Foucault, de son côté, a ouvert un chantier théorique qui dépasse le commentaire d’une seule œuvre. Son essai pose la question de savoir comment un système de signes (qu’il soit pictural, linguistique ou mixte) produit du sens, et quelles conventions invisibles le spectateur ou le lecteur accepte sans les interroger.
Ce qui reste en suspens
Le mot « ceci » dans la phrase de Magritte reste un point de discussion. Désigne-t-il le dessin de la pipe, la phrase elle-même, le tableau dans son ensemble, ou l’acte même de regarder et de nommer ? Foucault exploite cette ambiguïté comme preuve que le système texte-image, loin d’être stable, produit une circulation de sens sans point d’ancrage fixe.

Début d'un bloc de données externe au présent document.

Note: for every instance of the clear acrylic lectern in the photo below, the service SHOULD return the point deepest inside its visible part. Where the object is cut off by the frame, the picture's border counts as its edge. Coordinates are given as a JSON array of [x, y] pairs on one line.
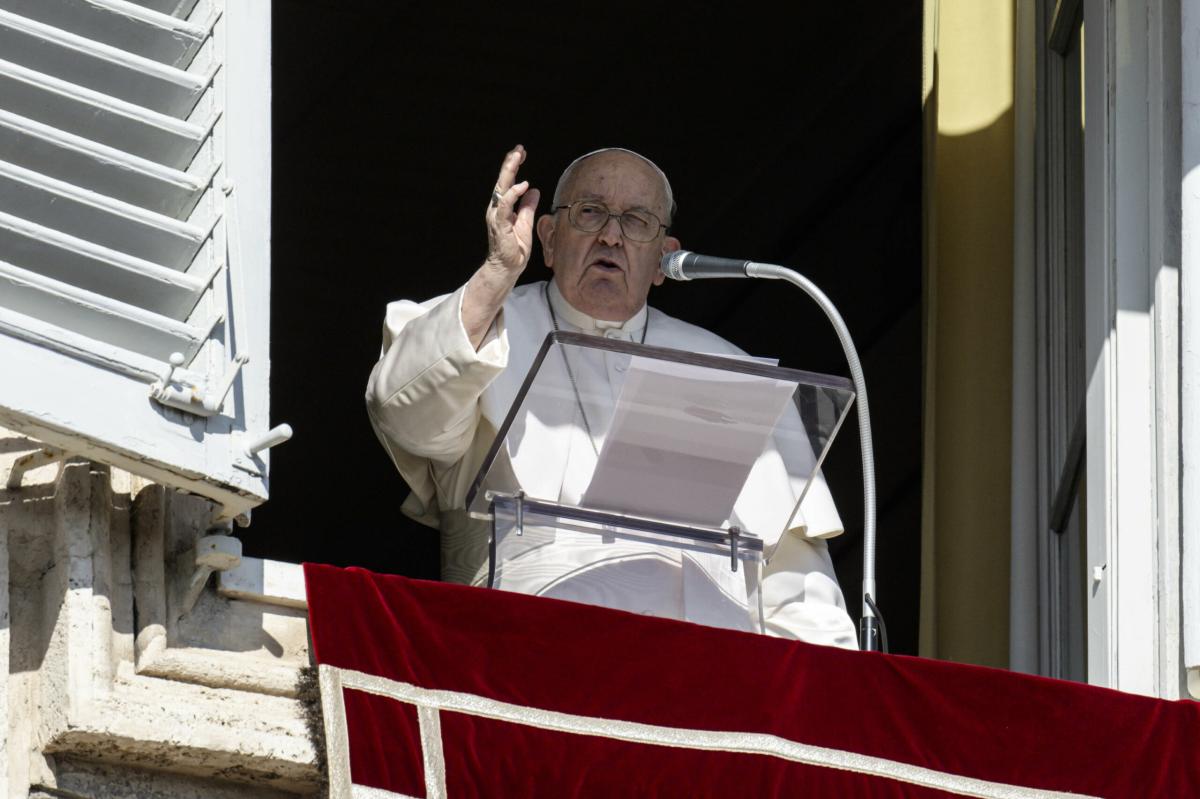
[[652, 480]]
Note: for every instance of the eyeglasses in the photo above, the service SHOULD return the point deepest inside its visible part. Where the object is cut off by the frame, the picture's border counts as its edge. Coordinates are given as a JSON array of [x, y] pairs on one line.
[[591, 216]]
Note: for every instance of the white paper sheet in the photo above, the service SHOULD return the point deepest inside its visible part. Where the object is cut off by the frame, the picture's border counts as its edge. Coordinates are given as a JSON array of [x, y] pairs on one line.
[[683, 440]]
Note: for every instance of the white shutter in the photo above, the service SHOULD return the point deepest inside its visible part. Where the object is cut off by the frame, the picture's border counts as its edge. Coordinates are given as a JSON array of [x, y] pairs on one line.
[[135, 247]]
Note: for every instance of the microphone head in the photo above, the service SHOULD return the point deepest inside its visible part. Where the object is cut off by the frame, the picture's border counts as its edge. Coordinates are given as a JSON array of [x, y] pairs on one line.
[[672, 265]]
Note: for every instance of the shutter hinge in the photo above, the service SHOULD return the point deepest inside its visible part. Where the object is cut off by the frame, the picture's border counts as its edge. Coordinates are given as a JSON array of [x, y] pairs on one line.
[[195, 398]]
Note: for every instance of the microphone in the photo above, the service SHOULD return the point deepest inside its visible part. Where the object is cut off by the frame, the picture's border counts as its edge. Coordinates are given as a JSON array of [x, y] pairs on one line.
[[683, 265]]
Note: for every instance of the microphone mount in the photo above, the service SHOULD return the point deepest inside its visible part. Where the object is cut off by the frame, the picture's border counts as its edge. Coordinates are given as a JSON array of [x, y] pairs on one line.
[[683, 265]]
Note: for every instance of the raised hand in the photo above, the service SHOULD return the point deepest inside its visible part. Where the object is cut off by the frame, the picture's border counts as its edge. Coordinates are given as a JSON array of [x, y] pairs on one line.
[[509, 217], [509, 220]]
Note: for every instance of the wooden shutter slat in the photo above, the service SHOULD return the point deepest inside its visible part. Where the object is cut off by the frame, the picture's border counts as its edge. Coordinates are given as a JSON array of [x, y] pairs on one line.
[[100, 118], [100, 168], [125, 25], [103, 221], [97, 269], [100, 67], [84, 313]]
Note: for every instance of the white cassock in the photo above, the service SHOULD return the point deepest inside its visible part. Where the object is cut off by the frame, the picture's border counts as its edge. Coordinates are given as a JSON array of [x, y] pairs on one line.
[[436, 404]]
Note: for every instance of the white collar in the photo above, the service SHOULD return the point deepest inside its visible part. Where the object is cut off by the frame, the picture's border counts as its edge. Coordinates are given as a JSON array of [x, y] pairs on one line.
[[630, 329]]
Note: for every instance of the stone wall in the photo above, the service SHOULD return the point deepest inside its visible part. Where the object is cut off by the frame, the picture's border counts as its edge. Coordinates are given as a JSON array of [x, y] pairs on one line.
[[121, 682]]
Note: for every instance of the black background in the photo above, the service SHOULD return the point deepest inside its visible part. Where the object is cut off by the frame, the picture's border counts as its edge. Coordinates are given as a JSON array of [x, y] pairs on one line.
[[791, 137]]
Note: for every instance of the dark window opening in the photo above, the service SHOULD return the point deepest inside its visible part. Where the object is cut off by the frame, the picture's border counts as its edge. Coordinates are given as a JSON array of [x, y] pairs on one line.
[[791, 137]]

Les retours terrain divergent sur ce point : certains commentateurs voient dans le « ceci » un déictique qui pointe vers l’image, d’autres y lisent une autodésignation de la phrase. Cette oscillation permanente est précisément ce que Foucault décrit comme l’effondrement du calligramme, ce dispositif ancien où texte et image se renforçaient mutuellement au lieu de se contredire.
La Trahison des images continue d’apparaître dans des contextes très éloignés de la peinture surréaliste, de la pédagogie universitaire aux débats sur les deepfakes et la post-réalité médiatique. Le tableau de Magritte et l’analyse de Foucault posent une question qui ne vieillit pas : chaque fois qu’un signe ressemble à ce qu’il désigne, le risque de confusion entre la représentation et le réel se réinstalle, quelle que soit la technologie employée.